As a vegetarian who sometimes flirts with fish because there’s only so much pasta and tomato sauce one can eat at Karachi restaurants, I should be appalled by Bourdain’s hostility but he’s such a damn fine writer that I find myself not minding.

Medium Raw is another fine sampling from a chef for whom the title “Rebel with a Cause” is richly deserved. He’s grown up — naturally, Kitchen Confidential was printed a decade ago — he’s wiser, less of a wise-crack, though bless, the sense of humour is alive and kicking, even when hitting vegetarians, Rachel Ray and his biggest enemy, himself.
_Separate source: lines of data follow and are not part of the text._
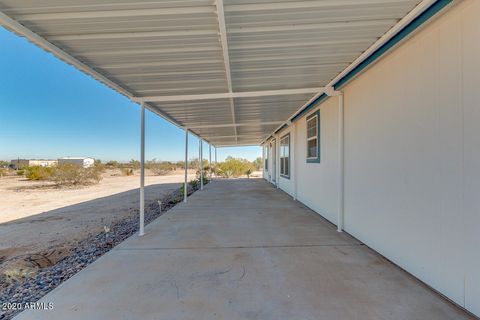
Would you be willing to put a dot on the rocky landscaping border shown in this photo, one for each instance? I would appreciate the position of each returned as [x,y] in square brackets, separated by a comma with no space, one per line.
[29,289]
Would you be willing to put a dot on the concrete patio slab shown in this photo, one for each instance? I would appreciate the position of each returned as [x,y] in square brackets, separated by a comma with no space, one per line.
[244,256]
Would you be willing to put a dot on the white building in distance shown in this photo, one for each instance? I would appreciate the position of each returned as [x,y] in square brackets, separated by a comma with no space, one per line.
[79,161]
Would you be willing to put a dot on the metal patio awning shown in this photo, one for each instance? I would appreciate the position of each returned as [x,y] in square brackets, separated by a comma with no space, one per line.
[231,71]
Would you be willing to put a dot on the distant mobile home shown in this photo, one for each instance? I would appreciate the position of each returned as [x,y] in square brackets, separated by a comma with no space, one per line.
[23,163]
[80,161]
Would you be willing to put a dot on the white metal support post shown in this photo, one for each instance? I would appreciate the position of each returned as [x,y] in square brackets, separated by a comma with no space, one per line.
[201,163]
[341,165]
[185,188]
[141,231]
[210,161]
[295,170]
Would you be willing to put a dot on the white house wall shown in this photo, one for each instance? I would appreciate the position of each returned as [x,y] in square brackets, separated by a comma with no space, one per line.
[412,156]
[317,183]
[286,184]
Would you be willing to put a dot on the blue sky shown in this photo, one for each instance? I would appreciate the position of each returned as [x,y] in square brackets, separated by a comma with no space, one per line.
[49,109]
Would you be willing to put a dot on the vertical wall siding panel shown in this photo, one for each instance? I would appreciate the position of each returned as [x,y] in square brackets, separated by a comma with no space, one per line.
[405,165]
[287,185]
[318,182]
[470,35]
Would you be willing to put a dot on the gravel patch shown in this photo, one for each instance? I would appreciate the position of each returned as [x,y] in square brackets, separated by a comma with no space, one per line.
[30,289]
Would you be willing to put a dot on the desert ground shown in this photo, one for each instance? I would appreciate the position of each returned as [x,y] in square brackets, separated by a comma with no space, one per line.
[36,216]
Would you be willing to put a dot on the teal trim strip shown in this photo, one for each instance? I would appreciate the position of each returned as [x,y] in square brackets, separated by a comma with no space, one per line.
[407,30]
[281,128]
[310,106]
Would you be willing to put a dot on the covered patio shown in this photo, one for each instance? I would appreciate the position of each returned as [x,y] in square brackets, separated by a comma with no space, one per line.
[242,249]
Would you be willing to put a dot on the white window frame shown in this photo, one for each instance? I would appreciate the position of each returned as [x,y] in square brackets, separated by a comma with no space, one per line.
[283,166]
[314,116]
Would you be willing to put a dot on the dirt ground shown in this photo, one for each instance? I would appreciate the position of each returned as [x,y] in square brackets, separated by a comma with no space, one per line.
[35,216]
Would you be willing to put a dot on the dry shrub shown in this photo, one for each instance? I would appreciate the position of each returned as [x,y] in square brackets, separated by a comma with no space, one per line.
[70,174]
[126,171]
[160,168]
[39,173]
[235,167]
[3,172]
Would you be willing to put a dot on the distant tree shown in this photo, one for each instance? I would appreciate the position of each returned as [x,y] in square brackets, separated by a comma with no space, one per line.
[235,167]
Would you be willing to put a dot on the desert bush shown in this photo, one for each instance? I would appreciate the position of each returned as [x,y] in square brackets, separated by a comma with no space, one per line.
[235,167]
[194,184]
[69,174]
[160,168]
[135,164]
[126,171]
[39,173]
[113,164]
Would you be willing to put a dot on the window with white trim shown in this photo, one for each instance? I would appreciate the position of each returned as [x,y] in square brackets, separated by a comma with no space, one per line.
[266,158]
[285,156]
[313,137]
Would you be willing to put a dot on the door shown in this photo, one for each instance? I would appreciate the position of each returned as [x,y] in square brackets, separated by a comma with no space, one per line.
[273,152]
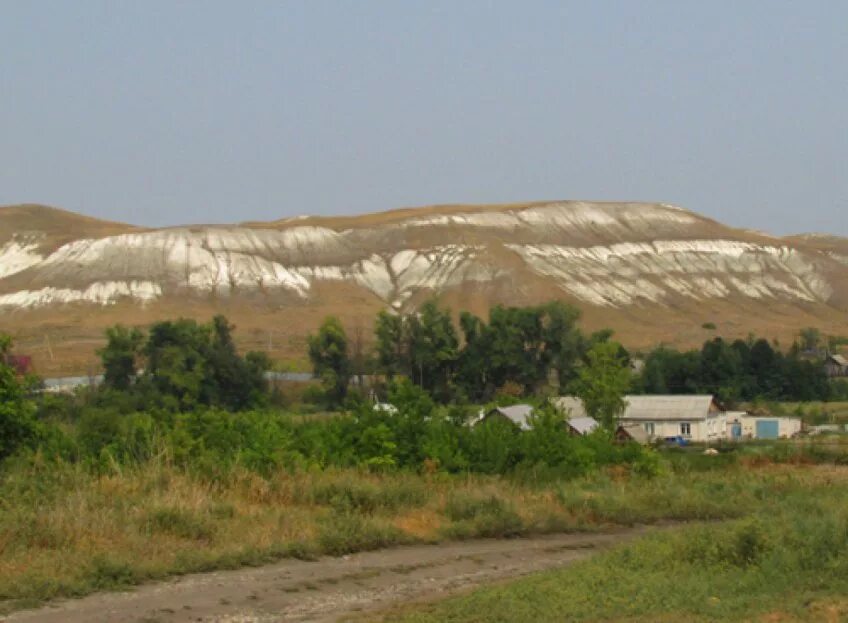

We find Bourdain at the height of his power in Medium Raw, complete with suit and tie, discussing his show with TV execs; we find him indulging in the self-deprecating introspection that one has come to expect of him, be it talking about failed relationships or successful addictions. It is his vulnerability that comes through strongest. Imagine this superstar chef and writer admitting to being ready to give Oprah Winfrey a bikini wax if it meant getting her endorsement for his first book. Medium Raw sometimes reads as Bourdain’s apologia opus to selling out. But it’s not at all self-pity of the self-help variety, thankfully. He sees himself as a: “a loud, egotistical, one-note [obscenity] who’s been cruising on the reputation of one obnoxious, over-testosteroned book for way too long and who should just shut the [obscenity] up.”   Bourdain is now in his 50s, remarried with a daughter whose birth was a major turning point in his life, especially when thinking about her diet which explains his crusade against fast food giants. However, this does not mean his writing is dulled. If anything, Bourdain gets away with saying a lot more than he did earlier because he is in a position of power. Whether he’s sticking it to the TV execs, the food network, McDonalds (perhaps his best essay, certainly one of the funniest, where he explains to his daughter that McDonalds has cooties so as to deter her from demanding it) or telling us about his favourite cuisine from around the world, or profiling culinary legends in the US (and tearing apart one critic), he does so with panache.

And for the foodies out there hoping to learn from this culinary sage, despair not, for Bourdain provides a list of basic cooking skills that everyone should know.

Published in The Express Tribune, September 12th, 2010.